Check out these really cheap flights from Chicago to Manila, Philippines — Just $443 RT in November. As you can see below, there are lots of low prices in November and December from Chicago. Or go to Hong Kong for just $459 RT in Nov/Dec. As the city center of the Philippines, Manila is a dense stew of urban development and historic sentiment. Manila is an interesting place to visit. Manila, the capital of the Philippines, is a densely populated bayside city on the island of Luzon, which mixes Spanish colonial architecture with modern skyscrapers. Intramuros, a walled city in colonial times, is the heart of Old Manila. It’s home to the baroque 16th-century San Agustin Church as well as Fort Santiago, a storied citadel and former military prison.
It’s cosmopolitan and chameleonlike, equal parts cool and kitsch, and animated with an irrepressible vitality that’s capable of reinvigorating even the most world-weary among us. Yet for many folk Manila remains a city less traveled, because its myriad attractions are obscured by a flawed p.r. machine. The city’s cultural gumbo of Malay, Spanish, American, Chinese and Arabic influences is heady and rich, but takes a while to fully appreciate. As in many developing-world cities, the traffic is stifling, the poverty pervasive and the urban sprawl daunting. But it’s the Philippine capital’s very elusiveness that gives it the edge over places that readily reveal their spoils. Embrace its beautiful chaos, even for just a day, and you’ll be rewarded.
Even within heritage districts such as Rizal Park and Intramuros, you won’t be far from a branch of local fast-food giant, Jollibee. University students pile out of kalesas, then walk the old fort’s walls to get to class. The Light Rail Transit (LRT) trundles past as families picnic on Luneta park grass.

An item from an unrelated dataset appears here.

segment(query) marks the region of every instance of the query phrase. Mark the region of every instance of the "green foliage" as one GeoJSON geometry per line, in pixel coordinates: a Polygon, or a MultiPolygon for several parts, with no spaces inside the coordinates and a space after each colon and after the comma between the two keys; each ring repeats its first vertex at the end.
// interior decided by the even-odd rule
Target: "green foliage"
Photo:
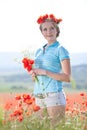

Like passengers in a jeepney, the past, present and future sit shoulder to shoulder, flying down Manila’s streets. Get on the same ride. You can sit back, safe, as the city flashes past you. Or you can put your head out, let your hair fly in the wind and see where the city takes you.
When the Spaniards arrived in the 1500’s, they built a walled city in place of the kuta (fort) of Rajah Soliman. This city is now known as Intramuros, one of the best models of a medieval fort outside Europe. Intramuros contains the UNESCO World Heritage Site San Agustin Church and the San Agustin Museum. The compound contains fine religious artifacts and relics from the Galleon Trade — from treasure chests to ivory santos (saints) to gold embroidered vestments. Juan Luna, one of the greatest Filipino painters, is interred here. Casa Manila, a lifestyle museum replicated from an 1800’s home, is also in the area. The guards and the owners of the calesas (horse-drawn carriages) are dressed in period costumes so take a picture with them. They’ll be all smiles with you. If you want the juicy stuff, join Carlos Celdran’s Walk This Way tour of the walled city. He certainly makes history alive with his off-the-books anecdotes. This is the stuff that they don’t teach you in schools. The Philippines’ first hotel is also located here. Established in 1912, the Manila Hotel is grand, classic, and historical, having hosted famous personalities like Gen. Douglas MacArthur, Marlon Brando, and The Beatles.